The isolation between identities is complete in both directions. A Claude configured for sales work will not carry memories or context into engineering channels. Engineers working in their channel will not be able to access sales data or tools through Claude. The boundaries are set by administrators and enforced at the channel level.
An organization running Claude Tag in both a customer success channel and an engineering channel has two functionally separate Claudes — each with deep context about its own domain and no visibility into the other.
Spending controls can be set at both the organization level and the individual channel level, giving administrators fine-grained control over how much compute different teams consume.
Audit logging captures everything Claude has done and who requested each task. For regulated industries or organizations with compliance requirements, this provides the audit trail necessary to demonstrate what the AI did and under whose direction.
Getting Started: Four Steps
For Claude Enterprise and Team customers, the setup is intentionally straightforward:
Starting with pairing Claude Tag with the Slack workspace, then giving Claude access to the tools and data sources the team needs it to work with, then setting a monthly spend limit for the organization, then testing Claude in a private channel before rolling out to the wider team.
For organizations already using the existing Claude in Slack app, migration to Claude Tag is available within a 30-day window. Anthropic is issuing introductory launch credits to eligible Enterprise and Team organizations so teams can try it across the whole company before committing to ongoing usage.
What Claude Tag Means for the Broader AI Assistant Market
Every major technology company has released some version of an AI assistant for workplace productivity. Most of them share the same fundamental architecture: user asks, AI responds, session ends.
Claude Tag represents a genuine architectural departure.
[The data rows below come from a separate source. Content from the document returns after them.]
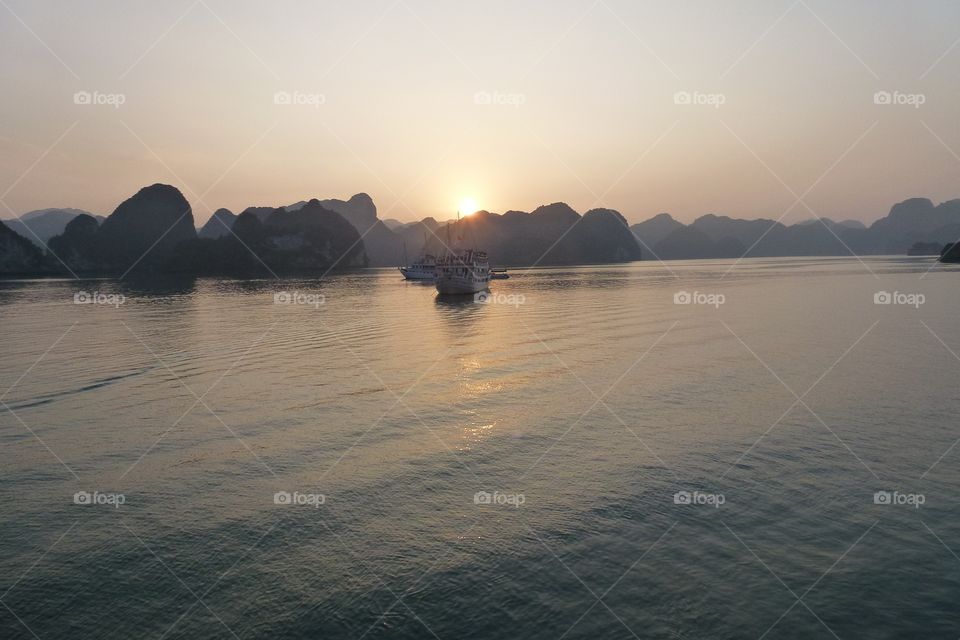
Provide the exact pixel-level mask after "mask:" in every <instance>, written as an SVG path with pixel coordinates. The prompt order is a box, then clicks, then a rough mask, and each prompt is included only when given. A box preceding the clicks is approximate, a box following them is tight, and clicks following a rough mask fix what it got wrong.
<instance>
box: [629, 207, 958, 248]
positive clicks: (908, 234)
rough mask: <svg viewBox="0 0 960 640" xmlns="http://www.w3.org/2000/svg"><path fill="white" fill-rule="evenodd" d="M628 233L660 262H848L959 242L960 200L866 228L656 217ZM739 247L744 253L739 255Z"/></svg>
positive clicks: (897, 212) (861, 227)
mask: <svg viewBox="0 0 960 640" xmlns="http://www.w3.org/2000/svg"><path fill="white" fill-rule="evenodd" d="M631 229H632V230H633V232H634V233H636V234H637V236H638V237H640V238H641V239H642V240H643V241H644V242H645V243H646V244H647V245H648V246H649V247H650V248H651V249H652V252H651V256H650V257H652V256H653V254H655V255H656V256H657V257H659V258H661V259H663V260H667V259H685V258H727V257H741V256H744V255H745V257H776V256H848V255H851V252H853V253H856V254H857V255H879V254H904V253H907V251H908V250H910V248H911V247H912V246H913V245H914V244H915V243H935V244H938V245H940V246H942V245H944V244H945V243H947V242H950V241H954V240H957V239H960V200H949V201H947V202H943V203H941V204H939V205H936V206H934V204H933V203H932V202H931V201H930V200H928V199H926V198H911V199H909V200H905V201H903V202H900V203H898V204H896V205H894V206H893V207H892V208H891V209H890V213H889V214H888V215H887V216H885V217H883V218H880V219H879V220H877V221H876V222H874V223H873V224H872V225H870V226H869V227H865V226H864V225H863V224H862V223H860V222H857V221H853V220H845V221H843V222H834V221H833V220H830V219H829V218H821V219H812V220H804V221H803V222H800V223H797V224H794V225H790V226H787V225H784V224H782V223H780V222H777V221H775V220H769V219H758V220H742V219H738V218H731V217H728V216H720V215H715V214H707V215H704V216H701V217H699V218H697V219H696V220H694V222H693V223H691V224H690V225H689V226H685V225H682V224H681V223H679V222H677V221H676V220H674V219H673V218H671V217H670V216H668V215H667V214H659V215H657V216H654V217H653V218H650V219H649V220H647V221H645V222H641V223H639V224H635V225H633V226H632V227H631ZM689 229H694V230H696V231H697V232H698V233H692V232H690V231H689ZM664 234H665V235H664ZM738 247H742V248H741V249H740V250H739V252H737V248H738ZM925 250H929V248H927V249H925Z"/></svg>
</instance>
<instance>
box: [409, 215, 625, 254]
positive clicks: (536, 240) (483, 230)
mask: <svg viewBox="0 0 960 640" xmlns="http://www.w3.org/2000/svg"><path fill="white" fill-rule="evenodd" d="M460 247H478V248H482V249H484V250H486V252H487V254H488V256H489V258H490V262H491V263H492V264H496V265H503V266H530V265H534V264H545V265H551V264H554V265H555V264H590V263H604V262H627V261H630V260H639V259H640V246H639V244H638V243H637V240H636V238H635V237H634V236H633V234H632V233H631V232H630V229H629V227H628V226H627V223H626V220H624V219H623V216H621V215H620V214H619V213H617V212H615V211H612V210H609V209H595V210H593V211H589V212H587V214H586V215H584V216H582V217H581V216H580V214H578V213H577V212H576V211H574V210H573V209H572V208H570V207H569V206H568V205H566V204H564V203H562V202H557V203H553V204H550V205H544V206H541V207H538V208H537V209H535V210H534V211H533V212H531V213H526V212H523V211H508V212H506V213H504V214H502V215H501V214H496V213H490V212H489V211H478V212H477V213H474V214H472V215H469V216H467V217H466V218H463V219H461V220H459V221H457V222H450V223H447V224H445V225H442V226H441V227H440V228H438V229H436V230H434V233H433V234H431V235H429V236H428V239H427V244H426V246H425V247H424V250H425V251H426V252H428V253H433V254H442V253H445V252H446V251H447V250H448V249H449V248H453V249H457V248H460Z"/></svg>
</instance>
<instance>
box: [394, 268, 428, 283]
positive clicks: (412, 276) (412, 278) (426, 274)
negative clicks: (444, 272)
mask: <svg viewBox="0 0 960 640" xmlns="http://www.w3.org/2000/svg"><path fill="white" fill-rule="evenodd" d="M400 273H402V274H403V277H404V278H406V279H407V280H435V279H436V278H437V274H436V272H435V271H427V270H424V269H410V268H408V267H400Z"/></svg>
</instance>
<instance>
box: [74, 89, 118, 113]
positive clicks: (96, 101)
mask: <svg viewBox="0 0 960 640" xmlns="http://www.w3.org/2000/svg"><path fill="white" fill-rule="evenodd" d="M126 101H127V96H126V95H125V94H122V93H104V92H102V91H77V92H76V93H75V94H73V104H79V105H92V106H108V107H113V108H114V109H119V108H120V107H121V106H123V104H124V103H125V102H126Z"/></svg>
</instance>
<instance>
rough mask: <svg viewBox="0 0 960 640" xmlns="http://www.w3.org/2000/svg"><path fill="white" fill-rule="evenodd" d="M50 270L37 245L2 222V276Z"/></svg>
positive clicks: (46, 270) (16, 274)
mask: <svg viewBox="0 0 960 640" xmlns="http://www.w3.org/2000/svg"><path fill="white" fill-rule="evenodd" d="M50 269H51V267H50V265H49V263H48V261H47V260H46V258H45V257H44V255H43V253H42V252H41V251H40V249H38V248H37V247H36V245H34V244H33V243H32V242H30V241H29V240H27V239H26V238H24V237H23V236H21V235H20V234H18V233H17V232H16V231H14V230H13V229H11V228H10V227H8V226H7V225H6V224H4V223H3V222H0V274H3V275H20V274H29V273H36V272H40V271H47V270H50Z"/></svg>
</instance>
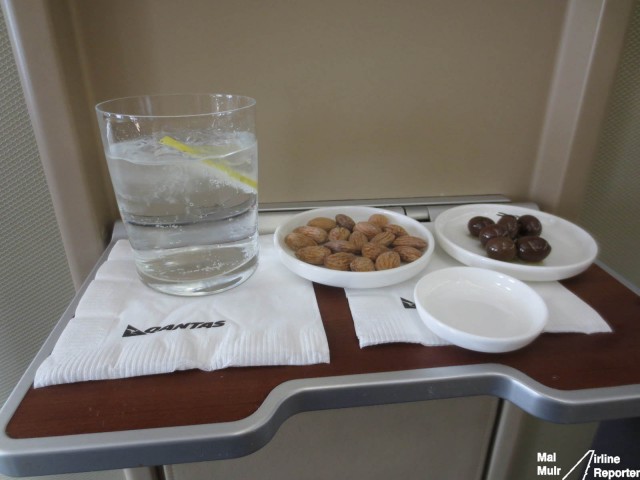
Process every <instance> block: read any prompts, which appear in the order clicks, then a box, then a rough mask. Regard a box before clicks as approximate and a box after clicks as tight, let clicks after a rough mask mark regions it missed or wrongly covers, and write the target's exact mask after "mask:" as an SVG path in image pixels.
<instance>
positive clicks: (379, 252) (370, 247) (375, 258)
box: [362, 242, 389, 262]
mask: <svg viewBox="0 0 640 480" xmlns="http://www.w3.org/2000/svg"><path fill="white" fill-rule="evenodd" d="M388 251H389V249H388V248H387V247H385V246H384V245H380V244H379V243H371V242H368V243H365V244H364V245H363V246H362V256H363V257H367V258H370V259H371V260H373V261H374V262H375V260H376V258H378V257H379V256H380V255H381V254H383V253H384V252H388Z"/></svg>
The persistent channel presence, the accumulated memory, the ambient initiative, and the asynchronous autonomous execution are not incremental improvements on the existing model — they are a different model.
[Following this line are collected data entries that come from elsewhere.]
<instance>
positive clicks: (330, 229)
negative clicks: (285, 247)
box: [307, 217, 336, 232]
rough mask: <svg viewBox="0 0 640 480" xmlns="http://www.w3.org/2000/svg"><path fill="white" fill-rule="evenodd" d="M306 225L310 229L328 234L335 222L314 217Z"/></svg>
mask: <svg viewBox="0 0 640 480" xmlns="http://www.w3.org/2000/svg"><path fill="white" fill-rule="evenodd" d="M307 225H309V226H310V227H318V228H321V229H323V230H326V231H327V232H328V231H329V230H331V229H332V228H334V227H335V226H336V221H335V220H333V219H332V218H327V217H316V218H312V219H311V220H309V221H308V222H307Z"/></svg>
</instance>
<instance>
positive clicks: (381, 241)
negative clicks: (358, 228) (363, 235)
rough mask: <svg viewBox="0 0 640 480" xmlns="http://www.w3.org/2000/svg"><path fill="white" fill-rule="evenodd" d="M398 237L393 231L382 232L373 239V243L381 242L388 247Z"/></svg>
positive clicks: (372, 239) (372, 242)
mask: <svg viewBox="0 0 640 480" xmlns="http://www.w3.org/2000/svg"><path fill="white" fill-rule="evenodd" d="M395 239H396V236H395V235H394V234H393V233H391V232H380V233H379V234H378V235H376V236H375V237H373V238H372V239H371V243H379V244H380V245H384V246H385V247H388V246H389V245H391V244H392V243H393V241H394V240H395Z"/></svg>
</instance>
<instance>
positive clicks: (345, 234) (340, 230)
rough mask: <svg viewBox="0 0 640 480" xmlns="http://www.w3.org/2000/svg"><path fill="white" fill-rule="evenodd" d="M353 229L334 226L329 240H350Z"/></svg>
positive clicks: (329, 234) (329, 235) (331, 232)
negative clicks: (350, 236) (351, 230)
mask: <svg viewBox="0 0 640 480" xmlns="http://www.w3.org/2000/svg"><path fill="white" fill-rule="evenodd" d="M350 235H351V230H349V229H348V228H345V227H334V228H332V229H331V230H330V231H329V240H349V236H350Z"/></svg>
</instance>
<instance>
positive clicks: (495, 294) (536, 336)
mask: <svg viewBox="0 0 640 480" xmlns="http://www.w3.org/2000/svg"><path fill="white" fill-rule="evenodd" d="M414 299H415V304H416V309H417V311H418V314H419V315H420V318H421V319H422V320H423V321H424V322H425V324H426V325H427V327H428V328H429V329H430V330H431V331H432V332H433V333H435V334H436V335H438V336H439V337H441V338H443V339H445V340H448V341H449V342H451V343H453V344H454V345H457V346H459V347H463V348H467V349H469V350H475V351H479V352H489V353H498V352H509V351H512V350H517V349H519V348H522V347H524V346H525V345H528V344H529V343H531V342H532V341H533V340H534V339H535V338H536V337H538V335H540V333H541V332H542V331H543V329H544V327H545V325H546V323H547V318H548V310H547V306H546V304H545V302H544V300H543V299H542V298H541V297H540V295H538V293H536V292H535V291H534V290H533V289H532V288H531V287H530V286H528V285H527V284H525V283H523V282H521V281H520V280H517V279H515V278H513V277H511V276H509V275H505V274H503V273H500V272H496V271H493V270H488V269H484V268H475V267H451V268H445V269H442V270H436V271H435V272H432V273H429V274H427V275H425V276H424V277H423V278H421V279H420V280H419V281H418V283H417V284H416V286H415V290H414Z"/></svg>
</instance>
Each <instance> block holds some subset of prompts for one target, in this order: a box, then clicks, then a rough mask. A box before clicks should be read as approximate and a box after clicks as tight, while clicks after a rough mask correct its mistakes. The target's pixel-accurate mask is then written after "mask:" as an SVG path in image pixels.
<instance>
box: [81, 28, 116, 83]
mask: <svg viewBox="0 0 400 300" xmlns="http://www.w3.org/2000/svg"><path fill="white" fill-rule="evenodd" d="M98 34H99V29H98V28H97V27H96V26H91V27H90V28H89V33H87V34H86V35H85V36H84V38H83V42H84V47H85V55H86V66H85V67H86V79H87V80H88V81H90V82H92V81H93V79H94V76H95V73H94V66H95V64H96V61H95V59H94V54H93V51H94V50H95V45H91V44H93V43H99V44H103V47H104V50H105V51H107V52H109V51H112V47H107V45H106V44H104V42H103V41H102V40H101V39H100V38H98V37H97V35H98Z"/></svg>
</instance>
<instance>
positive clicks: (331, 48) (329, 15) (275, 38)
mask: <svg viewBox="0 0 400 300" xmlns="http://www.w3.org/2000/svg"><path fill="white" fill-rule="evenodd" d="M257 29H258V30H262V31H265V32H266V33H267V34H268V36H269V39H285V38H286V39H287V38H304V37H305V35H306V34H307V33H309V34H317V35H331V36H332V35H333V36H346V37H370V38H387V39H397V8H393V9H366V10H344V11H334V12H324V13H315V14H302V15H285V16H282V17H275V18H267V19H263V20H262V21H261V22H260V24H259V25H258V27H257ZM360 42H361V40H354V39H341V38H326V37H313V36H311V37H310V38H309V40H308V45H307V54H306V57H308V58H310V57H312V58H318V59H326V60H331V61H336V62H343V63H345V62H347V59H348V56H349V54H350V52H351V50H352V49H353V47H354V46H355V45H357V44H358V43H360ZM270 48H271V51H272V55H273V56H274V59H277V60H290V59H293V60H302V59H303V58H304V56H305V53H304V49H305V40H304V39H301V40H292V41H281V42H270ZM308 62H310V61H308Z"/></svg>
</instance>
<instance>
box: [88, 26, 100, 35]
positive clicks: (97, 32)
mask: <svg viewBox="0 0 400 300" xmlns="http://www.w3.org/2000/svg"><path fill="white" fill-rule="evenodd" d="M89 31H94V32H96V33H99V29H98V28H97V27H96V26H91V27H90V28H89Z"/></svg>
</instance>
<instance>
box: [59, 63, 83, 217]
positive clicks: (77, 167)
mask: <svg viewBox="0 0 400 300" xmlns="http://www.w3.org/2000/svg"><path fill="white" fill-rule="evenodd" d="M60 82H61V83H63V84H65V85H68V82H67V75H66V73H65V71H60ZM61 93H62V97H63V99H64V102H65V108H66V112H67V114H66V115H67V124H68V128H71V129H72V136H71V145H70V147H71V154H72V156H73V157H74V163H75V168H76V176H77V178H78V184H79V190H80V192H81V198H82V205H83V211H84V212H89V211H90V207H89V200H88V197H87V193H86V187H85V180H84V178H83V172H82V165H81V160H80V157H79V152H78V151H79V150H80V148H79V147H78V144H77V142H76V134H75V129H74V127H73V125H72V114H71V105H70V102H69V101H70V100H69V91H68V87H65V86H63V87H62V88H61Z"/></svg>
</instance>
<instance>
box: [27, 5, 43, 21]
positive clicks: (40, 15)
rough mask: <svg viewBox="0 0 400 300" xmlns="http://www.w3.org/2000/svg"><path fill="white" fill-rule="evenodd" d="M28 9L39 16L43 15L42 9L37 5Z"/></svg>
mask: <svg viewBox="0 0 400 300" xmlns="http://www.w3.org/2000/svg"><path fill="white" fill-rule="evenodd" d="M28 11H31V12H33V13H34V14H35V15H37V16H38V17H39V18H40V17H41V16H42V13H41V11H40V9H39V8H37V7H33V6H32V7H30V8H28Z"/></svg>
The closest analogy is not any existing AI tool. It is what you would get if you could hire a team member who reads every conversation in every channel, never forgets anything relevant, does not need to sleep, and can be handed ten tasks simultaneously that it works through in parallel.
The 65% code figure matters not as a benchmark but as evidence of what happens when a team actually works this way over time. Anthropic is not describing a feature they hope will be useful — they are describing the tool they have been working with long enough that two-thirds of their product code now flows through it.
What Is Not Yet Available
Claude Tag launches in beta on Slack only. Anthropic has stated a goal to expand to other platforms where teams work — which tools and on what timeline has not been disclosed. The current availability is limited to Claude Enterprise and Team customers, with no announcement about broader access for individual Pro or free users.
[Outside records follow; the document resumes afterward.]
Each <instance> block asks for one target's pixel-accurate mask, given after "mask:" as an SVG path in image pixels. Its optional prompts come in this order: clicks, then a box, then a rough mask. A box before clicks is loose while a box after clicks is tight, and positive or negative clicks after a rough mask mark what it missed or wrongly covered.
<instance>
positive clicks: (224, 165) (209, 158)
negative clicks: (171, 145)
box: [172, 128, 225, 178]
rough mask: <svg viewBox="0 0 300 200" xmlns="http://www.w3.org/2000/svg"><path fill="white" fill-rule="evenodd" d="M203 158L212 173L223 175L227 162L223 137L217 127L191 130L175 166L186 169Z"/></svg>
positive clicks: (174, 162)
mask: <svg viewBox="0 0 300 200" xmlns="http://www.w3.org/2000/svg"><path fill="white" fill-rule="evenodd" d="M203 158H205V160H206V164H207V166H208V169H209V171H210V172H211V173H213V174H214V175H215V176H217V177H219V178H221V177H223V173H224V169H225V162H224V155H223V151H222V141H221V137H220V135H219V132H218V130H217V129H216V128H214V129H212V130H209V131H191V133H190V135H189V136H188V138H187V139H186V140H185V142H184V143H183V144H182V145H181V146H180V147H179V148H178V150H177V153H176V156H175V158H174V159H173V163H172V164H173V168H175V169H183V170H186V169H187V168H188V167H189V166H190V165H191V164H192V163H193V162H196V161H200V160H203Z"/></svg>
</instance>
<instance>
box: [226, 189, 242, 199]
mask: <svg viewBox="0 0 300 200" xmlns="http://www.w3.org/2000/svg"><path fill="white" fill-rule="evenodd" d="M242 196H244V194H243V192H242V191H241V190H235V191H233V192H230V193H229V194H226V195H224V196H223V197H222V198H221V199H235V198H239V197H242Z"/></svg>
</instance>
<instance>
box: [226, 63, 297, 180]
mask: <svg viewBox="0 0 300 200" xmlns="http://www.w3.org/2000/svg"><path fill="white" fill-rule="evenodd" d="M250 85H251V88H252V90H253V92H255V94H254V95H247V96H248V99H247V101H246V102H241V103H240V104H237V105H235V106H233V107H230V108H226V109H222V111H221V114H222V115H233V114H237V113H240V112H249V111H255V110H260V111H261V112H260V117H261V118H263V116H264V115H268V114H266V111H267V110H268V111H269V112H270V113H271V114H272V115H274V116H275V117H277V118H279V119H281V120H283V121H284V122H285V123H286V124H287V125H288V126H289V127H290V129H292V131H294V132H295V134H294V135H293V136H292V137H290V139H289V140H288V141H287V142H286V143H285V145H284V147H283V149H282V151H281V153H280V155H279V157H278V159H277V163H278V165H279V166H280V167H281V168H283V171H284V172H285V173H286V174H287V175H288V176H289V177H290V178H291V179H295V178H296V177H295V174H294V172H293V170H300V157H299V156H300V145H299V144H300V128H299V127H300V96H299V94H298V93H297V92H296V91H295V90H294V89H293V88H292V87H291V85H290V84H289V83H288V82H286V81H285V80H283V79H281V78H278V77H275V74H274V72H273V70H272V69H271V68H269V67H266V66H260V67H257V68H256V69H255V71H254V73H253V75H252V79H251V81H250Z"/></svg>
The underlying model is Claude Opus 4.8. Whether Claude Tag will gain access to Fable 5 or future models as they release has not been specified.
Final Takeaway
Claude Tag is the most significant shift in how Anthropic thinks about deploying Claude in workplace settings. Moving from a one-on-one chat interface to a persistent team channel member — one that learns, remembers, acts proactively, and works while the team is focused elsewhere — changes the nature of the relationship between a team and its AI.
The proof that this works is not a benchmark. It is the fact that Anthropic's own product team now creates 65% of their code through a system they built on this exact model. The product they are shipping to Enterprise and Team customers is the product that already runs their own engineering organization.
For teams that have been using AI tools in the standard mode — ask, receive, repeat — Claude Tag is worth understanding carefully. The jump from a tool you query to a colleague you delegate to is not a small one.